Both Justin Bibbins and Tyler Rawson admitted being slightly apprehensive in the moment, but they were able to make their confessions with smiles on their faces in the aftermath of a win.
Bibbins’ high-arching alley-oop pass sailed into the hands of a leaping Rawson as if the two seniors were in the middle of a science-fiction-inspired mind meld. Rawson finished with a loud dunk and put an emphatic exclamation point on the Utes’ performance.
That play came with 3:01 remaining, but it gave the Utes an 18-point lead and just as well could have served as the final buzzer. The Utes cruised in those final minutes to an 82-69 win over Washington State, their second win of the week in the Jon M. Huntsman Center as they climbed back .500 in Pac-12 Conference play.
“I actually just watched it,” Bibbins said. “During the game I thought I threw it too high. I didn’t think he had that bounce in him, but I’m happy he finished it and it wasn’t my turnover.”

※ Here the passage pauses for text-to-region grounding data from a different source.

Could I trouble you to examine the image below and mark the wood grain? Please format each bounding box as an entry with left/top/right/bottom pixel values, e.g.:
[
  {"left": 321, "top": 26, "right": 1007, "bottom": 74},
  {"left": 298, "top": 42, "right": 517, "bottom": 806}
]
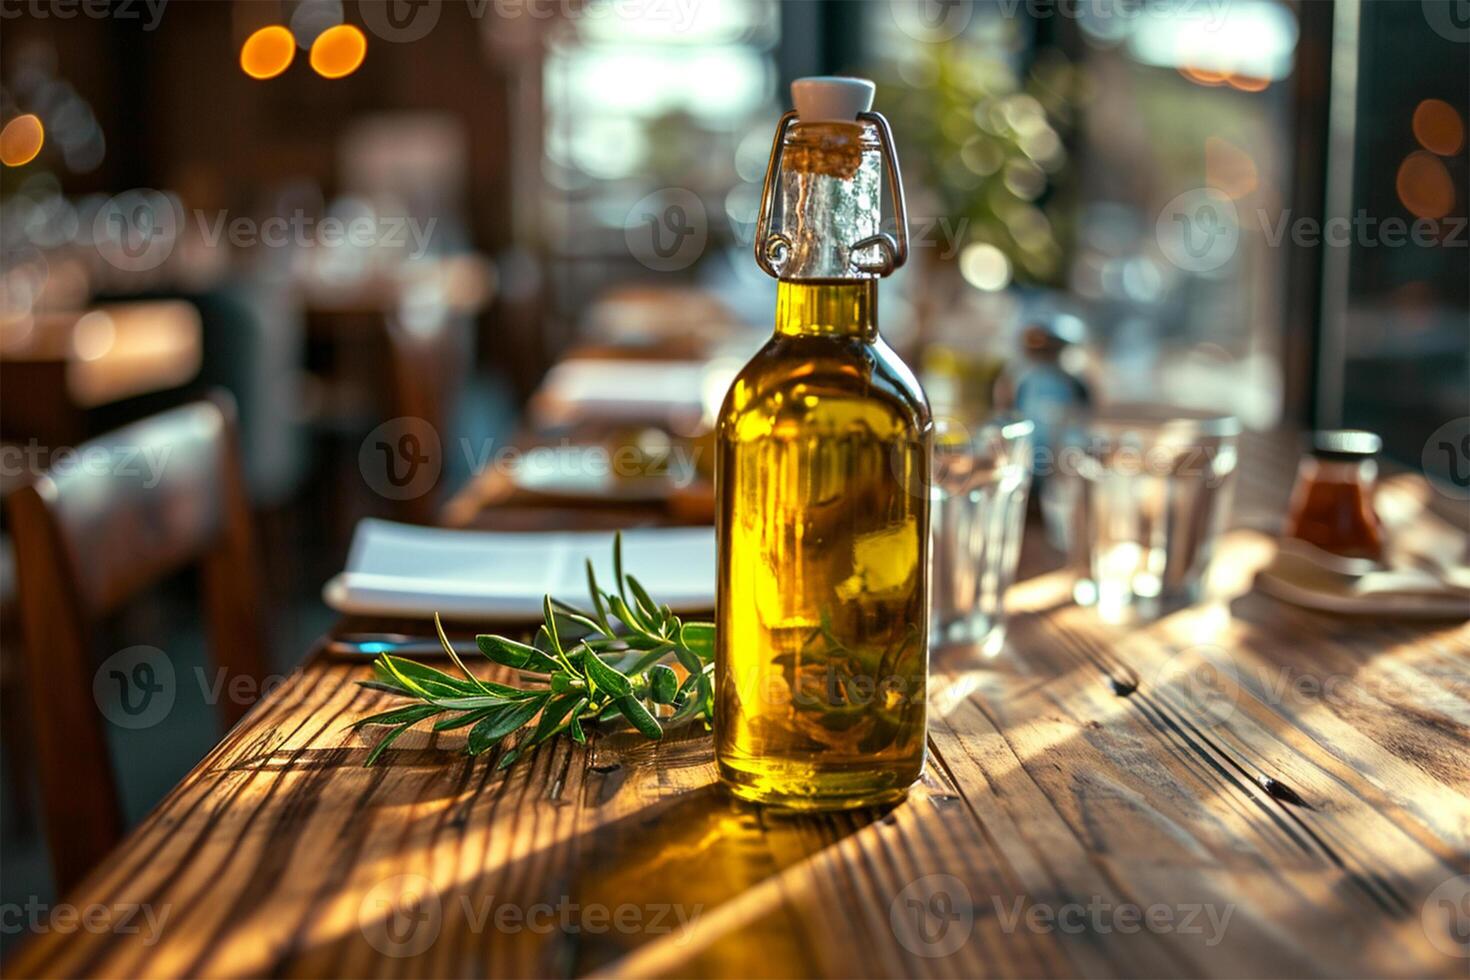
[{"left": 7, "top": 436, "right": 1468, "bottom": 978}]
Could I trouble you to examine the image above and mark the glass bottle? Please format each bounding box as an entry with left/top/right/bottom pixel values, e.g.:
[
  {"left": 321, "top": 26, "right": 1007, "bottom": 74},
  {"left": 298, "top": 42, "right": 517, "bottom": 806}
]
[
  {"left": 1283, "top": 430, "right": 1385, "bottom": 562},
  {"left": 714, "top": 78, "right": 932, "bottom": 809}
]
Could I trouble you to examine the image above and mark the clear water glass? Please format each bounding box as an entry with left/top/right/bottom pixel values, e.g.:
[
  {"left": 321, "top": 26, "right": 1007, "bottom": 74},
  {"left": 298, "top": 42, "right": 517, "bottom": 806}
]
[
  {"left": 930, "top": 416, "right": 1034, "bottom": 656},
  {"left": 1073, "top": 406, "right": 1240, "bottom": 623}
]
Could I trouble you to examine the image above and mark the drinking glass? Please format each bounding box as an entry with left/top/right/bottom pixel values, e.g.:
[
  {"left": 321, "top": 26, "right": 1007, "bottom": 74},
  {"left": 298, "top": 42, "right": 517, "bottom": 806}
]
[
  {"left": 930, "top": 416, "right": 1034, "bottom": 656},
  {"left": 1071, "top": 406, "right": 1240, "bottom": 623}
]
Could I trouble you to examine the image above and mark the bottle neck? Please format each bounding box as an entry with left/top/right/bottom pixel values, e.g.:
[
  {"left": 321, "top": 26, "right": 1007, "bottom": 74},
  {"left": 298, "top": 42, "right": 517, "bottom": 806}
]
[
  {"left": 775, "top": 280, "right": 878, "bottom": 340},
  {"left": 774, "top": 121, "right": 883, "bottom": 281}
]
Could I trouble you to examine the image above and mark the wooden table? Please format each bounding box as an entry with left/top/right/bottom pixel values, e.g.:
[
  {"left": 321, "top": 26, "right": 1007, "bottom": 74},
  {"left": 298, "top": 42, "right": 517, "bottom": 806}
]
[{"left": 9, "top": 438, "right": 1469, "bottom": 978}]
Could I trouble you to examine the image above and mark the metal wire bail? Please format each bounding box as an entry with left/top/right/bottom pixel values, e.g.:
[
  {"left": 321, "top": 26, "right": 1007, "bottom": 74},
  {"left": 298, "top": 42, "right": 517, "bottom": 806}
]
[{"left": 753, "top": 110, "right": 910, "bottom": 280}]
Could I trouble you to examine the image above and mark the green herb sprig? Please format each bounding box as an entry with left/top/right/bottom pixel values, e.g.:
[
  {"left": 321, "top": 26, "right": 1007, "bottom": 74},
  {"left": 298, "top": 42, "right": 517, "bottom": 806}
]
[{"left": 353, "top": 534, "right": 716, "bottom": 768}]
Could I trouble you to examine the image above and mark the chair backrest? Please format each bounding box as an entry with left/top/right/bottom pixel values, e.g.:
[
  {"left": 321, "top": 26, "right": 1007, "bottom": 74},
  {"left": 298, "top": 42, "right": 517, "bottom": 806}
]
[{"left": 6, "top": 392, "right": 269, "bottom": 891}]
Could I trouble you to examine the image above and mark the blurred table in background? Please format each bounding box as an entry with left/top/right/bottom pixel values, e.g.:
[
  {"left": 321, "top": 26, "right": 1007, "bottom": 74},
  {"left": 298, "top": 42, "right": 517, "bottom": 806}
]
[
  {"left": 302, "top": 253, "right": 495, "bottom": 526},
  {"left": 0, "top": 302, "right": 202, "bottom": 448}
]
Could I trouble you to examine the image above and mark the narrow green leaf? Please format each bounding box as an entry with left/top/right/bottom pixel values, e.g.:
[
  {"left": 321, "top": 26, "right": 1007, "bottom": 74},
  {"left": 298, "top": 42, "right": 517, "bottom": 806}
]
[
  {"left": 615, "top": 695, "right": 663, "bottom": 739},
  {"left": 358, "top": 679, "right": 411, "bottom": 696},
  {"left": 363, "top": 720, "right": 418, "bottom": 766},
  {"left": 550, "top": 673, "right": 585, "bottom": 695},
  {"left": 586, "top": 559, "right": 612, "bottom": 632},
  {"left": 542, "top": 594, "right": 562, "bottom": 655},
  {"left": 608, "top": 594, "right": 649, "bottom": 633},
  {"left": 649, "top": 664, "right": 678, "bottom": 704},
  {"left": 435, "top": 612, "right": 492, "bottom": 694},
  {"left": 550, "top": 599, "right": 602, "bottom": 638},
  {"left": 679, "top": 622, "right": 716, "bottom": 661},
  {"left": 477, "top": 634, "right": 561, "bottom": 674},
  {"left": 620, "top": 641, "right": 675, "bottom": 677},
  {"left": 582, "top": 649, "right": 633, "bottom": 697},
  {"left": 380, "top": 653, "right": 481, "bottom": 699},
  {"left": 352, "top": 703, "right": 442, "bottom": 730},
  {"left": 467, "top": 694, "right": 549, "bottom": 755},
  {"left": 432, "top": 707, "right": 497, "bottom": 731},
  {"left": 528, "top": 693, "right": 581, "bottom": 745},
  {"left": 626, "top": 574, "right": 660, "bottom": 624},
  {"left": 377, "top": 655, "right": 440, "bottom": 700},
  {"left": 496, "top": 749, "right": 521, "bottom": 771},
  {"left": 671, "top": 642, "right": 701, "bottom": 674},
  {"left": 613, "top": 530, "right": 628, "bottom": 603},
  {"left": 569, "top": 709, "right": 587, "bottom": 743},
  {"left": 430, "top": 693, "right": 530, "bottom": 710}
]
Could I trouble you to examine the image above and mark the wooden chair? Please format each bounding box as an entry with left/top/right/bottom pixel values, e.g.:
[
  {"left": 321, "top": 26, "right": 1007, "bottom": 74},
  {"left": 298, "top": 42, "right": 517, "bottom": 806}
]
[{"left": 6, "top": 392, "right": 270, "bottom": 891}]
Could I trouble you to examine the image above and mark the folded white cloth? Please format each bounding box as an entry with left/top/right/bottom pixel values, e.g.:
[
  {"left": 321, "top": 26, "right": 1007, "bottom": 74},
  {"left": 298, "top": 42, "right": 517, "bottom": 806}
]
[{"left": 324, "top": 519, "right": 716, "bottom": 620}]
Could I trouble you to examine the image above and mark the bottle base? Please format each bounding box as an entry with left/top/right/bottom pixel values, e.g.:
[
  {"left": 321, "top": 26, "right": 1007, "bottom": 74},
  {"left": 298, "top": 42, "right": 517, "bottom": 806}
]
[{"left": 719, "top": 761, "right": 919, "bottom": 811}]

Rawson scored a game-high 22 points on 8-of-10 shooting, including 6-of-7 on 3-pointers, while Bibbins added 13 points and a season-high 12 assists as he recorded his second consecutive double-double. Senior forward Gabe Bealer scored 15 points off the bench and knocked down a trio of 3-pointers, while junior guard Sedrick Barefield scored 14 points and dished out three assists.
Rawson quipped of Bibbins’ alley-oop pass, “I thought it was high too [laughing]. Never doubt yourself, I guess.”
The Utes (12-7, 4-4), having snapped a four-game losing streak with Thursday’s win over Washington, led for 38 minutes and 38 seconds of the game. They extended their win streak against the Cougars (9-10, 1-6) to eight straight, and 16 in a row in Salt Lake City.
The 13-point margin of victory also marked the largest this season for the Utes since the start of conference play. It comes just as the Utes get ready to start seeing conference opponents for the second time around with games at Arizona State and Arizona this coming week.
The Utes made 13 of 31 3-pointers with Rawson leading the way. When asked about the quality of his team’s perimeter opportunities, Utes coach Larry Krystkowiak said he’d spoken to the team prior to the game about a sermon he’d heard in church that morning that equated the connectivity of sequoia trees to individuals needing to be connected to their community.
“It’s not the individual depth or height of those trees that’s important,” Krystkowiak said. “What keeps sequoias going is that they’re all inter-wound underground and connected. I thought that was kind of a good message to hit our team with. We may not have NBA guys, and we might not be 300 feet tall, but you can get a lot done if you’re kind of tied into each other.”
Krystkowiak said he challenged the team to get 22 assists, which it did. Rawson’s inability to miss early helped pad the assist total. He made his first six 3-pointers before he finally misfired.
The Utes shot 51.6 percent from the field and committed just three turnovers in the first half. Twenty-two of their 42 first-half points came from the bench as they took a 42-32 edge into halftime. They pushed their lead to 15 points, 59-44, on back-to-back Rawson 3-pointers with 14:15 remaining in the second half, and their lead didn’t shrink below nine points the rest of the game.
“We had a tough first part of conference, that’s for sure,” Rawson said. “We went up against some really good teams, and we found out where we were. We’re looking forward to Arizona. We’re excited to go up against them again. We’ve already played against them so we have a feel, and we can make improvements from last game.”